Press attention followed for the rest of the year:
One journalist wanted to know what else the sage could see, so I said that in the autumn I was worried about disasters on underground transport,...The morning after the terrible King's Cross fire the regional evening paper, the Express and Star, rang to ask if I recalled the interview I had given them, in which I had cautioned about such a tragedy, and they carried a report to that effect alongside their front-page story.

==Predictions==
Elwell said, in his own account, that in 1987 he forewarned two shipping companies of trouble, one of these being the British ferry company P&O Ferries. Less than two weeks after P&O replied to Elwell, to reassure him that their procedures were designed "to deal with the unexpected from whatever quarter", their ship, the Herald of Free Enterprise, capsized at the Belgian port of Bruges-Zeebrugge with the loss of 188 lives.

The editorial lead to Elwell's account read:
In 1987 Dennis Elwell attracted considerable attention in the UK press. Within days of forewarning two British shipping companies of potential trouble at sea, one of them met serious misfortune with the loss of the Herald of Free Enterprise. Elwell's attention to the prospect of shipping disaster was prompted by the March 1987 solar eclipse in Pisces.

Elwell said that the correspondence was examined by journalists, after which a number of newspapers carried the story of the "warning ignored". This was followed by an appearance on the BBC's Kilroy TV show, and further press attention later the same year.

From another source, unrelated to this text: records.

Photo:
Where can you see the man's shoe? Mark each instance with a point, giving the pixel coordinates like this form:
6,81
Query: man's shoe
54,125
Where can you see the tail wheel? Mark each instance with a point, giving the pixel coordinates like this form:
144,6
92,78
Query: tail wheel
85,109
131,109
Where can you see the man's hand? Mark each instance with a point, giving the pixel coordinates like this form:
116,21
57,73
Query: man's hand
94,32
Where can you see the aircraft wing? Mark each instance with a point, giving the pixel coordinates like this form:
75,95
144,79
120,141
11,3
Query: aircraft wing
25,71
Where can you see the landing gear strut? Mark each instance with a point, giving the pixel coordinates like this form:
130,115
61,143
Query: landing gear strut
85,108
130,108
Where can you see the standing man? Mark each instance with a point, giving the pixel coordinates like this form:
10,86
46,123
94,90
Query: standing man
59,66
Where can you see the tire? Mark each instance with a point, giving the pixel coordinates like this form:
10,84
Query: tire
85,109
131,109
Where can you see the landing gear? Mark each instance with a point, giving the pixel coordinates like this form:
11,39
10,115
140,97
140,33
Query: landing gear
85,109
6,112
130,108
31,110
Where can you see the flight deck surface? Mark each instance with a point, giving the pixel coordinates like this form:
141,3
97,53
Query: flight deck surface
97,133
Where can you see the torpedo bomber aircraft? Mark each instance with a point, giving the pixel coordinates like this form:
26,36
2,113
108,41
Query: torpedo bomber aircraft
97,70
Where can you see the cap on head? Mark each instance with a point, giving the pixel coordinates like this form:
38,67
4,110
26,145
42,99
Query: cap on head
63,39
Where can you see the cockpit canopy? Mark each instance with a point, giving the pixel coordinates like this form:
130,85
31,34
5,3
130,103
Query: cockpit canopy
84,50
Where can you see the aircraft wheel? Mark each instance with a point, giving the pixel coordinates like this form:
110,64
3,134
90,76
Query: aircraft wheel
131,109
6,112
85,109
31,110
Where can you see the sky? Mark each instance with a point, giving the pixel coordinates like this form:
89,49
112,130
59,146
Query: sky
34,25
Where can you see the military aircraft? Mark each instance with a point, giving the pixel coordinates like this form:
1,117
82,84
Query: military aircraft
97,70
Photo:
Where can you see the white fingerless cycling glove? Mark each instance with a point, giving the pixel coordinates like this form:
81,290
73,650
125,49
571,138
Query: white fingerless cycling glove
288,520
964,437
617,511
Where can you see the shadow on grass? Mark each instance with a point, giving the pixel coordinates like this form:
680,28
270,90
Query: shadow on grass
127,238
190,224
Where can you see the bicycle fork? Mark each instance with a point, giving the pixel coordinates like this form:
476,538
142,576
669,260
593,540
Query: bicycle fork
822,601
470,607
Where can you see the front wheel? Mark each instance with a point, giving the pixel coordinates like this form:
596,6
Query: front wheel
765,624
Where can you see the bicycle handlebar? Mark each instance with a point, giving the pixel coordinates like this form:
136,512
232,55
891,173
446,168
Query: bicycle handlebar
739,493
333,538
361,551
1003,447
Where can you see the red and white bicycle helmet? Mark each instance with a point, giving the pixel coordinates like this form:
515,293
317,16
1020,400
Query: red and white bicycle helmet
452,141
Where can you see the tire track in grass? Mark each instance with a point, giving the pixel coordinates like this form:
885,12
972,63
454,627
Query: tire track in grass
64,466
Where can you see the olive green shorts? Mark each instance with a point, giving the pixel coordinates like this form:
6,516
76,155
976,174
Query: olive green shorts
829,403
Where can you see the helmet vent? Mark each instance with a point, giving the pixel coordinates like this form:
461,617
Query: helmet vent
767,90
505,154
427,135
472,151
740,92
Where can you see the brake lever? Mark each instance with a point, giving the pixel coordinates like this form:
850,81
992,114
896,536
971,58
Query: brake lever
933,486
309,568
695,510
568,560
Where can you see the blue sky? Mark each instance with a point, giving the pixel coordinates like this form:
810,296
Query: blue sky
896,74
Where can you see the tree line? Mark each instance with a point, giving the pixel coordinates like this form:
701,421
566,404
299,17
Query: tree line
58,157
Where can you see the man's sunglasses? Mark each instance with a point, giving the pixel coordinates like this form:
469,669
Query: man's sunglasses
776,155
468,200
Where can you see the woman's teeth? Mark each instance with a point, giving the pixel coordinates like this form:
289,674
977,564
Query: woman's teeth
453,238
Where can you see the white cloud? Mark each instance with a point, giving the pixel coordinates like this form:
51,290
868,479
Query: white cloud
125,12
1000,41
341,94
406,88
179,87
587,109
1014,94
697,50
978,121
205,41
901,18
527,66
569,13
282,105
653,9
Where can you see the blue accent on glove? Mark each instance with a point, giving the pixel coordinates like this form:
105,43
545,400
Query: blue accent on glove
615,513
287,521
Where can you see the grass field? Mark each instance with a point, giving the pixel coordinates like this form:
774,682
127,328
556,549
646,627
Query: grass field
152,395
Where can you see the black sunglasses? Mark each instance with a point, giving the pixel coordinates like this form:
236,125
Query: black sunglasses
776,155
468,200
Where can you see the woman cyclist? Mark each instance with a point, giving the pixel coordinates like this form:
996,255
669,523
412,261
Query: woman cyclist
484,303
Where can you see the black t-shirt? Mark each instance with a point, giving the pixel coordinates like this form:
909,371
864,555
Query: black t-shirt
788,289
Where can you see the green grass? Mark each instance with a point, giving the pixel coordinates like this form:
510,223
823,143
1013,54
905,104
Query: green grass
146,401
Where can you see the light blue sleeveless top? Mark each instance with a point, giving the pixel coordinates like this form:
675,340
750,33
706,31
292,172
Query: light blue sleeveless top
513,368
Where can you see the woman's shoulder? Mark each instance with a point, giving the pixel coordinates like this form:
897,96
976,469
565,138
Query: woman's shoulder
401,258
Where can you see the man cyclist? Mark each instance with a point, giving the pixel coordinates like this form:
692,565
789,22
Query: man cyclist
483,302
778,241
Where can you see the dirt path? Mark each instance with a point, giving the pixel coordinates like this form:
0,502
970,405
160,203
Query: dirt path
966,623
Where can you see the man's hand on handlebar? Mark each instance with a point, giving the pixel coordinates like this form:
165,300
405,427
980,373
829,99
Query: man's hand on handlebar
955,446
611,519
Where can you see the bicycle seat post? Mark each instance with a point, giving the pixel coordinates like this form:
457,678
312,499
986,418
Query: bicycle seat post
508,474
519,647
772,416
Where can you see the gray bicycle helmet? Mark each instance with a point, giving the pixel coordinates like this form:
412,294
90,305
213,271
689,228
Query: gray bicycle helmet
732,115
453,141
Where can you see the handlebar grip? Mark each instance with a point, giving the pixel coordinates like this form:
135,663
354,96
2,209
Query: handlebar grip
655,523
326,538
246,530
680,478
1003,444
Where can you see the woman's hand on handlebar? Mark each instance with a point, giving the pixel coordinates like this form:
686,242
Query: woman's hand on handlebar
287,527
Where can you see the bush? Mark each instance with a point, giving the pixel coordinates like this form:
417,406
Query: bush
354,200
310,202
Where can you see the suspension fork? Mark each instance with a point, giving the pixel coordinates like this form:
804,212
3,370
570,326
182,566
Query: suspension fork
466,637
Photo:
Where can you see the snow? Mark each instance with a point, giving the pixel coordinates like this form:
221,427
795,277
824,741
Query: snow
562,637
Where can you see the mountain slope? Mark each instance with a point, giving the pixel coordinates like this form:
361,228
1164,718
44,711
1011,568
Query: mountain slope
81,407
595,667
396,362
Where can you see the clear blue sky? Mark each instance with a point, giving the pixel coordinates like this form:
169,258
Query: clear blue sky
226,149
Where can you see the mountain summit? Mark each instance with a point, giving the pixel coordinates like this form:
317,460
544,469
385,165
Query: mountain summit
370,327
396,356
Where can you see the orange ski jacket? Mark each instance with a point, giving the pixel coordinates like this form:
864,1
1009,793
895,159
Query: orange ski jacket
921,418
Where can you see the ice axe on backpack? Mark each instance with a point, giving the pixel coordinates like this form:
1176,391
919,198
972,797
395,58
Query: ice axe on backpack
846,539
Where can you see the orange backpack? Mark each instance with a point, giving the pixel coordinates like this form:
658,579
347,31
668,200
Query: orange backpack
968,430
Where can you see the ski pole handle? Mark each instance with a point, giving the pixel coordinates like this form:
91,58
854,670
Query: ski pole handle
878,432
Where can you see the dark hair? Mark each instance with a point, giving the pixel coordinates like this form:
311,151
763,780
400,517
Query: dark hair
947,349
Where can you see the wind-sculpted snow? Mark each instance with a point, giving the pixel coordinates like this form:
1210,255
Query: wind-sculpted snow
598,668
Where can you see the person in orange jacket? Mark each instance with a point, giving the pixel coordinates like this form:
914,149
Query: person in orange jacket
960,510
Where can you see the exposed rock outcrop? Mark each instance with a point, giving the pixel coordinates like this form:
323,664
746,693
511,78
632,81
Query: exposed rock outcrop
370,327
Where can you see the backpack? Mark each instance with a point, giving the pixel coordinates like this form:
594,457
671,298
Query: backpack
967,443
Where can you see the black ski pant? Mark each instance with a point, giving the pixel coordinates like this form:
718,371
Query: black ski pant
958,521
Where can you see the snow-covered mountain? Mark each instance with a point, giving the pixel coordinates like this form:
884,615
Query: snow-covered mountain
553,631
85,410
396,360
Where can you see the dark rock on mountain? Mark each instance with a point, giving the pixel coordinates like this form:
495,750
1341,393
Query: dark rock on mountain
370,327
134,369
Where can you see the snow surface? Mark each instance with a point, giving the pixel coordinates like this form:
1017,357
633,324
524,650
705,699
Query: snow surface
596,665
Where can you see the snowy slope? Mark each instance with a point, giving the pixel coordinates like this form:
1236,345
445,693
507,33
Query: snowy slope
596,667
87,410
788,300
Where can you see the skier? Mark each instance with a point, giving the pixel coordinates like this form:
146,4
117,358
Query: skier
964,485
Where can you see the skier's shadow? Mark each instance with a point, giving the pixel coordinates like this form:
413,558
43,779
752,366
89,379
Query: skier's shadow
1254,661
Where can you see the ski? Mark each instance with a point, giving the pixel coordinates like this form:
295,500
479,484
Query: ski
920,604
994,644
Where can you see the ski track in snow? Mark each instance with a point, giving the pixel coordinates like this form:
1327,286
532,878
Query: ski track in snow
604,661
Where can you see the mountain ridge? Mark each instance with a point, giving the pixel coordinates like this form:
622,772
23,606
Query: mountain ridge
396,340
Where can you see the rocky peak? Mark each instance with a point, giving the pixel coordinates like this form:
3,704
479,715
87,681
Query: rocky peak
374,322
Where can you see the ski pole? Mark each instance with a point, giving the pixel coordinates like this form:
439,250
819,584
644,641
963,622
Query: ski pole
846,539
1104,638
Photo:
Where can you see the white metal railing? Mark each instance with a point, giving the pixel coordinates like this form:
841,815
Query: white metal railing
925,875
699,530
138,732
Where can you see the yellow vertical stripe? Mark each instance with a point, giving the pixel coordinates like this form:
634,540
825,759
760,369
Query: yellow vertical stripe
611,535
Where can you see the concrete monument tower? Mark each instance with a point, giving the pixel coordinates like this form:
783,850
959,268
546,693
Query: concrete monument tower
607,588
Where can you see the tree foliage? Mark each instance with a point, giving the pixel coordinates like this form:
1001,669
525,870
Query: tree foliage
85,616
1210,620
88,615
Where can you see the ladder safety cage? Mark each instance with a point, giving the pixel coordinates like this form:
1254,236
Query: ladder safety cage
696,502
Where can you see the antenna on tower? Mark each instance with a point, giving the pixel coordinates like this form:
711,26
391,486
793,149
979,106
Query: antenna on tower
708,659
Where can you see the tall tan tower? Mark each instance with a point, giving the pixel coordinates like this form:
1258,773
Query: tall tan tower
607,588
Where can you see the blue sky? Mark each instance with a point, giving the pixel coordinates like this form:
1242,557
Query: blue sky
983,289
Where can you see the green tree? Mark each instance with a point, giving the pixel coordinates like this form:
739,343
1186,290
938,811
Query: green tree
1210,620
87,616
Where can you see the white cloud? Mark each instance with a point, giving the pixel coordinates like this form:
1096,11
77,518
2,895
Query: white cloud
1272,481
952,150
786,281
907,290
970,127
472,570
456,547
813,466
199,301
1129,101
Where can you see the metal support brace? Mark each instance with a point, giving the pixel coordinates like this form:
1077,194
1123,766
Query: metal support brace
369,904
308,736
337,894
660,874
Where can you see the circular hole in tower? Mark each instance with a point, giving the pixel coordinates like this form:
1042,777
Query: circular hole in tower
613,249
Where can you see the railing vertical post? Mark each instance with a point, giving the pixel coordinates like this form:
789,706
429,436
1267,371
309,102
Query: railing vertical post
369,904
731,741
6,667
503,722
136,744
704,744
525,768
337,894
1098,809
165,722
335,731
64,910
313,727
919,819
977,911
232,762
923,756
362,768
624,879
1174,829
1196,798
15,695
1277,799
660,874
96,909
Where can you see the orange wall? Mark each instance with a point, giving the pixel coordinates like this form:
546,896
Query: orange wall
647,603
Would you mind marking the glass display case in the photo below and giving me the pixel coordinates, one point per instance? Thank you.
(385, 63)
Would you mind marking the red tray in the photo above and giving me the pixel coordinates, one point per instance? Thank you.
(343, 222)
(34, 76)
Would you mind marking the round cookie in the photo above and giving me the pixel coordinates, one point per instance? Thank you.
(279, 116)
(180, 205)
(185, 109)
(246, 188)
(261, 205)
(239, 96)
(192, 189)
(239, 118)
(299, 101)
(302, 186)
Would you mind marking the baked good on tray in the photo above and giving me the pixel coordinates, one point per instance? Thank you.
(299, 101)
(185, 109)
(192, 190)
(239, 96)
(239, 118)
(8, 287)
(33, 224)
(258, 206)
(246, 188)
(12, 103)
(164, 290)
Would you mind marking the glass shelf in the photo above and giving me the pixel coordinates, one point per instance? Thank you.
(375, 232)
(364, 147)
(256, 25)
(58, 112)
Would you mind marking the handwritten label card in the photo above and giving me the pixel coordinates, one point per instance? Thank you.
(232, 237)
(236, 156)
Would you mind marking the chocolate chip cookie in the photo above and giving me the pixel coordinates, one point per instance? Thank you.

Elwell's correspondence with P&O was also reported in the Channel 4 documentary series Witness in June 2000, in a programme examining the rise in the influence of astrology.

==Criticism==
Amongst the astrological community some reporters of the Herald of Free Enterprise event have been critical, arguing that such predictions lack specific information, and are unable to be replicated in a situation that would be of value to anyone.

Leading sceptics, such as James Randi and Geoffrey Dean, have been critical of Elwell, engaging in public exchanges concerning the legitimacy and value of astrology in science. Suitbert Ertel was also frequently locked in such arguments with Elwell, and was to write critically of him:
Dennis Elwell, despite being well informed, ignores all this research. He refers to a no-authority in statistical matters, Dawkins, who has published nothing in this field. Further, he ignores most favourable judgments on Gauquelin research by H.J. Eysenck, whose score of published statistical studies in mainstream psychology has hardly been excelled by anyone. For me, therefore, the way Elwell uses his intellectual capacity to downgrade scientific research on Gauquelin effects is utterly irresponsible.